Lógicamente, para que esa cadena de "cesiones" sea posible la compañía que otorga el leasing (arrendamiento con opción de compra) tiene que financiar la adquisición del buque, préstamo que será amortizado por la AIE con las aportaciones de sus socios y si es necesario, mediante un crédito en otra entidad financiera.

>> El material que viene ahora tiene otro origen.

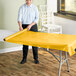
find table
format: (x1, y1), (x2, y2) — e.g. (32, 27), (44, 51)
(4, 29), (76, 76)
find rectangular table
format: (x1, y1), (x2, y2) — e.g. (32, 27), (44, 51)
(4, 29), (76, 76)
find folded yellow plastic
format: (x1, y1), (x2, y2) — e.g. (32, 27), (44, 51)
(4, 29), (76, 56)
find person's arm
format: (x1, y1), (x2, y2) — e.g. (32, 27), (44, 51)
(27, 7), (39, 30)
(18, 7), (23, 31)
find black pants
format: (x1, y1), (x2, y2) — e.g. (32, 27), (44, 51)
(22, 24), (38, 59)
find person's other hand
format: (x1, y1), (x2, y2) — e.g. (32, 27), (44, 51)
(27, 25), (32, 31)
(19, 26), (23, 31)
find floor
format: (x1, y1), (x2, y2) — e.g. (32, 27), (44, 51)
(0, 48), (76, 76)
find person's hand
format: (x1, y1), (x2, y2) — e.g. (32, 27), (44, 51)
(27, 25), (32, 31)
(19, 26), (23, 31)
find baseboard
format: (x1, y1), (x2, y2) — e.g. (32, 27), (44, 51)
(0, 46), (32, 53)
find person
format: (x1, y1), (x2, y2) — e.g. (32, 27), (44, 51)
(18, 0), (39, 64)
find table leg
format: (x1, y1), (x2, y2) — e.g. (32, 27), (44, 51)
(58, 51), (62, 76)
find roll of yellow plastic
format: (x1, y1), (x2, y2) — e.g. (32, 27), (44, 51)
(4, 29), (76, 56)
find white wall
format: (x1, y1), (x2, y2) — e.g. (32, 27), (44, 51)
(47, 0), (76, 35)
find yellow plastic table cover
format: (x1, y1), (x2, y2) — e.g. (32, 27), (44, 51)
(4, 28), (76, 56)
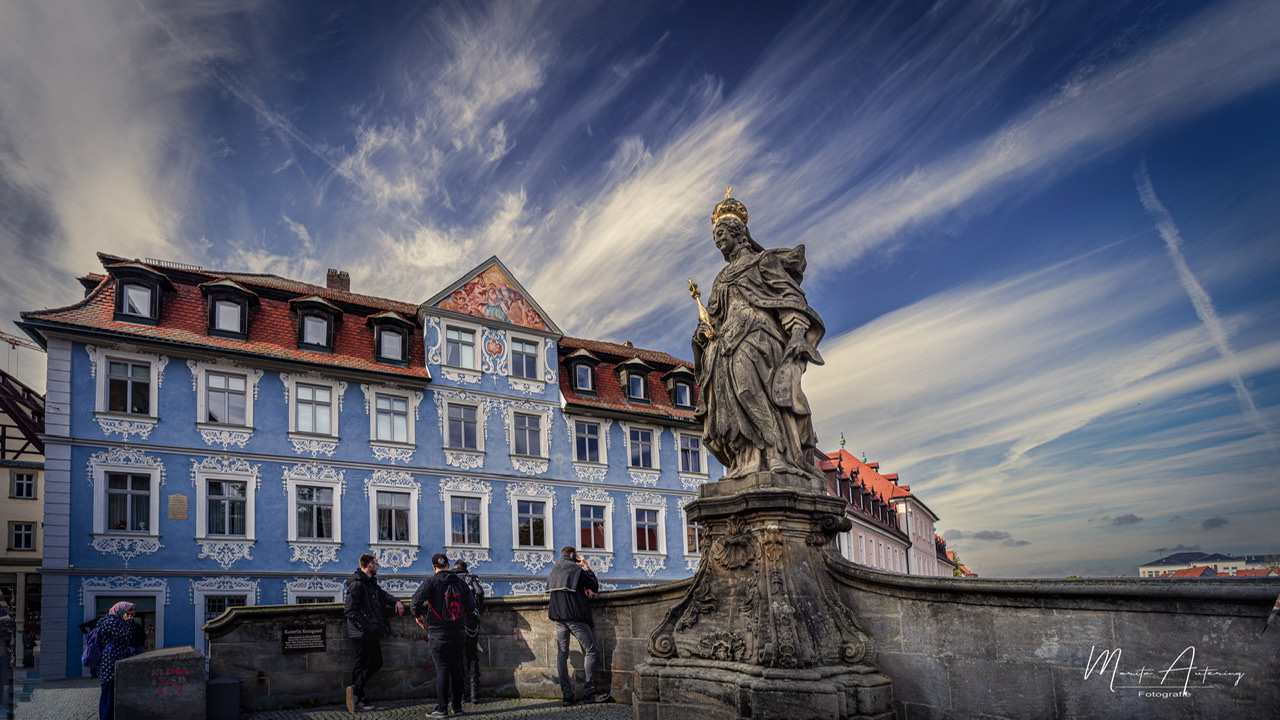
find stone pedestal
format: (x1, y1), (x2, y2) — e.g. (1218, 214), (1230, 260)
(634, 473), (893, 720)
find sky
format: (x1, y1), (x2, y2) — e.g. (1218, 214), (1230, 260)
(0, 0), (1280, 577)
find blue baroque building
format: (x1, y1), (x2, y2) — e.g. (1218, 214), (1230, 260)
(19, 254), (722, 678)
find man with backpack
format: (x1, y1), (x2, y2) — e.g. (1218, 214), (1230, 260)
(411, 552), (476, 717)
(453, 560), (484, 705)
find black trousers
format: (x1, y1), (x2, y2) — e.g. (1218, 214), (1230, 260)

¿Para qué sirve todo ese entramado?
En esencia, el objetivo es uno: convertir al propietario del buque (el armador que encarga la construcción que luego él mismo explotará en régimen de leasing) en el explotador de un bien arrendado, lo que facilita la amortización de la inversión y permite que las bases imponibles sean negativas, sin olvidar que una agrupación de interés económico (AIE) no está sujeta al pago de impuestos.
Por lo general, el coste de un buque adquirido mediante el ardid de la tax lease española es entre un 18 y un 24 % inferior que si la compra-venta del buque se efectúa de forma convencional.
Si se tiene en cuenta que los países de la UE no han armonizado sus fiscalidades ni tampoco las normas complementarias para operaciones tipo tax lease, y teniendo en cuenta también que la Administración española es perversa [esto lo saben perfectamente en el resto de países de la UE], ¿a quién le extraña que varios países hayan denunciado la tax lease española y que el eurocomisario de Competencia tenga dificultades para arbitrar una solución sin ser repudiado e incluso denunciado vía judicial por otros Estados socios?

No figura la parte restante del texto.